Nowadays, more and more fashion and luxury brands, as well as other market sectors, have to face the challenge of sustainability, which favours a fairer production process that minimises waste.
Therefore, companies adopt the circular economy model, a production and consumption model that tends to extend the life cycle of products, in favour of reuse and recycling.
According to this philosophy, unsold goods can no longer be destroyed, but will instead be placed in a circuit that will allow their recycling in favour of a decidedly more sustainable new production.
Throughout this process, IoT technologies are truly an ally for companies, a concrete tool that allows them to implement the circular economy model quickly and punctually. For example, thanks to the use of rfid tags applied to products, it will be possible to identify unsold items quickly and with absolute precision, thus facilitating the recovery and identification of unsold items to enter them in a new production model.
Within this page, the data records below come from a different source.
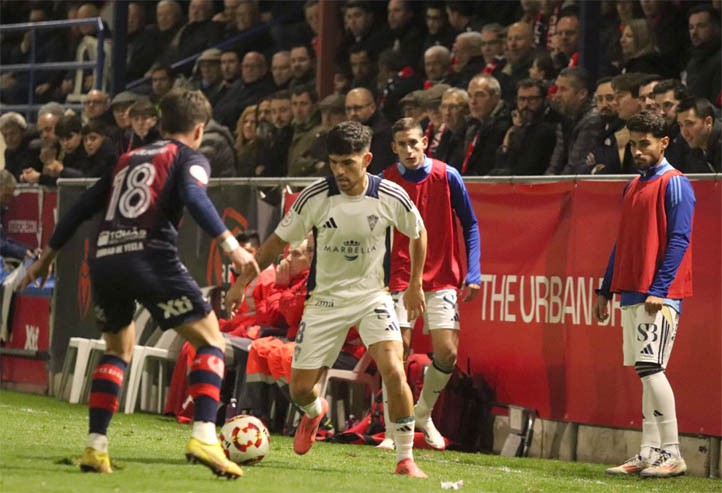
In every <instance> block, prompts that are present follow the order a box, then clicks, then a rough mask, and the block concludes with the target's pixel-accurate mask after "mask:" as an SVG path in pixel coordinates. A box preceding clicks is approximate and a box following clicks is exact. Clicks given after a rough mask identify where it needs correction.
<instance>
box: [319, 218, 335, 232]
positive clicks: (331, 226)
mask: <svg viewBox="0 0 722 493" xmlns="http://www.w3.org/2000/svg"><path fill="white" fill-rule="evenodd" d="M322 227H323V228H324V229H338V225H337V224H336V221H335V220H334V219H333V218H332V217H330V218H328V221H326V222H325V223H323V226H322Z"/></svg>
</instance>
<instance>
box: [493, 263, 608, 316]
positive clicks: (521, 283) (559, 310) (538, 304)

Circular Economy: Meaning and Definition
If today companies are increasingly eco-friendly and sustainable, it is also thanks to the position of the European Parliament, which asks brands to adopt concrete strategies in order to reduce waste.
Waste management in the EU is an increasingly sensitive issue as it is estimated that 2.5 billion tons of waste are produced every year in the European Union.
This is an alarming fact that must be managed with the utmost seriousness by all operators in the supply chain.
The trend in which companies find themselves is therefore a shift towards a circular economy model, as required by the European Commission.
In February 2021, the European Parliament voted in favour of the new action plan for circular economy. The goal is to achieve a completely circular, zero-carbon and sustainable economy by 2050.
But what is circular economy in practice then? Let us see together a possible definition that fully clarifies its meaning:
“The circular economy is a model of production and consumption, which involves sharing, leasing, reusing, repairing, refurbishing and recycling existing materials and products as long as possible.
In this way, the life cycle of products is extended, reducing waste to a minimum. When a product reaches the end of its life, its materials are kept within the economy wherever possible. These can be productively used again and again, thereby creating further value.”